One day, with our technology and latte selfies, life flipped on human-kind. By that point in time, around a hundred species had become extinct and eighty percent of plant life had been destroyed. A man-like creature, one of the Gods, had descended onto the world.  He was filled with anger and cursed the land for our irresponsibility and selfishness for constant resources. For the first twenty years, people went without electricity and internet. By the second year, the majority went insane without the use of their obsessions and governments fell to murder and uprisings across the world. Then, when the Gods saw that the inhabitants of Earth didn't learn the lesson intended for them, they punished them further. One day, the sun didn't come up.
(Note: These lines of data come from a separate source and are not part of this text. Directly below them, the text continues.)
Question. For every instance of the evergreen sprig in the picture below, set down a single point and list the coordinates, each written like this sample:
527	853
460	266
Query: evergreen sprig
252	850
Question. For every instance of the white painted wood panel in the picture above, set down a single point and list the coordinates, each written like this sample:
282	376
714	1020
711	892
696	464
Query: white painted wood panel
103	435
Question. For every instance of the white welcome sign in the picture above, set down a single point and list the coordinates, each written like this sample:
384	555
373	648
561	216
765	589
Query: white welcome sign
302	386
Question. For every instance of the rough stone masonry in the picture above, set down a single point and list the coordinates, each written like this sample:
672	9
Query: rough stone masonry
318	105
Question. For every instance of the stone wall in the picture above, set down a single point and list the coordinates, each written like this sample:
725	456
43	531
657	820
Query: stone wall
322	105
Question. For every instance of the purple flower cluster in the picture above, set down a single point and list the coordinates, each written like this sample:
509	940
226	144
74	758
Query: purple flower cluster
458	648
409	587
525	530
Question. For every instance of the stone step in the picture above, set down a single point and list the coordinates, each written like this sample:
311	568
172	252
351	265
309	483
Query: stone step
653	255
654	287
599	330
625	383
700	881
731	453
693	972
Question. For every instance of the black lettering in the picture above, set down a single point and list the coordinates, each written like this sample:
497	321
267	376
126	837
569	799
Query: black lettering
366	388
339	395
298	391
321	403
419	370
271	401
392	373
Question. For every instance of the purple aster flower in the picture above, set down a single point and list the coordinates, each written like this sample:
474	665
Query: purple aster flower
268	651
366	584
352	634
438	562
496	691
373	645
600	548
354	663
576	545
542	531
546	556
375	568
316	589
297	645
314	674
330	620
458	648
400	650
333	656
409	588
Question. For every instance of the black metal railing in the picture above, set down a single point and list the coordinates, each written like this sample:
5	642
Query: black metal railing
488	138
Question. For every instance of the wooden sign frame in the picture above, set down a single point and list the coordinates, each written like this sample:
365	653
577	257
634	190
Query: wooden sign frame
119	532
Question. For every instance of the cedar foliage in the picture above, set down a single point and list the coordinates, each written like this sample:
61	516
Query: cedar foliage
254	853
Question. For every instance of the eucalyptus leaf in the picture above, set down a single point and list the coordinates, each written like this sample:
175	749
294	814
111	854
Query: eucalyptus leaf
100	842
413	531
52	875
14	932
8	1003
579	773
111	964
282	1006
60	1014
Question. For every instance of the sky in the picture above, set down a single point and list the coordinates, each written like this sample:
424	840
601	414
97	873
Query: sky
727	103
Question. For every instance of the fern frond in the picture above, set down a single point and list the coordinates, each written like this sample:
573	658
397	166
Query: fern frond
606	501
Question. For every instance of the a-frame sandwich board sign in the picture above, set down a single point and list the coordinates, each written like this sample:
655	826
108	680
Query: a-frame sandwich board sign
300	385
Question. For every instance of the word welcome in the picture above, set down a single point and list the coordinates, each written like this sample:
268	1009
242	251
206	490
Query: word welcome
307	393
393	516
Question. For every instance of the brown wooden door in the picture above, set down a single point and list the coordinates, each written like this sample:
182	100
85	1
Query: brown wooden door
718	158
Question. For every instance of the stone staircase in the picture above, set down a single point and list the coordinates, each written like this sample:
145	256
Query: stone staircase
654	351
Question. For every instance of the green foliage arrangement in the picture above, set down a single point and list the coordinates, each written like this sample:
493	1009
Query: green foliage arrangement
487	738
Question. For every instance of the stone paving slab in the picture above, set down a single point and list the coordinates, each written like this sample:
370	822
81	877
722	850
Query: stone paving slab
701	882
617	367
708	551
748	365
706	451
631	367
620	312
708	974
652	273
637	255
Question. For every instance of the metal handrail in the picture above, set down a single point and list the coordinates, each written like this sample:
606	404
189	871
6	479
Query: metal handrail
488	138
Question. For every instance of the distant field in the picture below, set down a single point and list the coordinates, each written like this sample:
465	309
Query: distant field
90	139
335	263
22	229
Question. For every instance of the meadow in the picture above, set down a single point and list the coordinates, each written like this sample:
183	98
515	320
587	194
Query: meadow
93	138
Like a light switch, or what was said of one, it flipped off. It never came back on. Fifty years after the first curse, thirty percent of the human population still walk the Earth.

The Gods gave up on protecting them long ago. They unleashed the creatures of old onto them and didn't care to come back. They hadn't been spoken to in what felt like a millennium. But that was the old age.

Eden grew up with the stories, and she believed they were just that. Stories. There were never Gods. There were never lattes. Just an explanation of why the world was so shitty.

Eden lived in what was labeled as The Orban, a mass of land in the district of Omerika where the population was slim. She hadn't seen another human being, other than her family, in a decade. Travelers would come and go, looking for better lives. But there were no better lives. It's make do, or die. She realized this even at the ripe age of seventeen.

The girl placed herself in the brown grass, staring up with simplistic grey eyes, at the twinkles of light that showed above. The black canvas that could be seen is somehow very comforting to her, despite the fact she has never seen the sun. In her mind, there had never been one. It never crossed her mind.

Her hair matched the sky with its' everlasting blackness. Like the stars, freckles danced around her features uncontrollably and almost insecurely. They were like an ocean over her face and her neck, yet never changing. The torn trousers and the dirt stained shirt she wore were loose. They were her fathers before he had died from sickness only the men seemed to get. The clothes also comforted her. His scent still lingered, which reminded her of things from before. The good things, anyway.

Her minded lingered on him longer than she had intended to.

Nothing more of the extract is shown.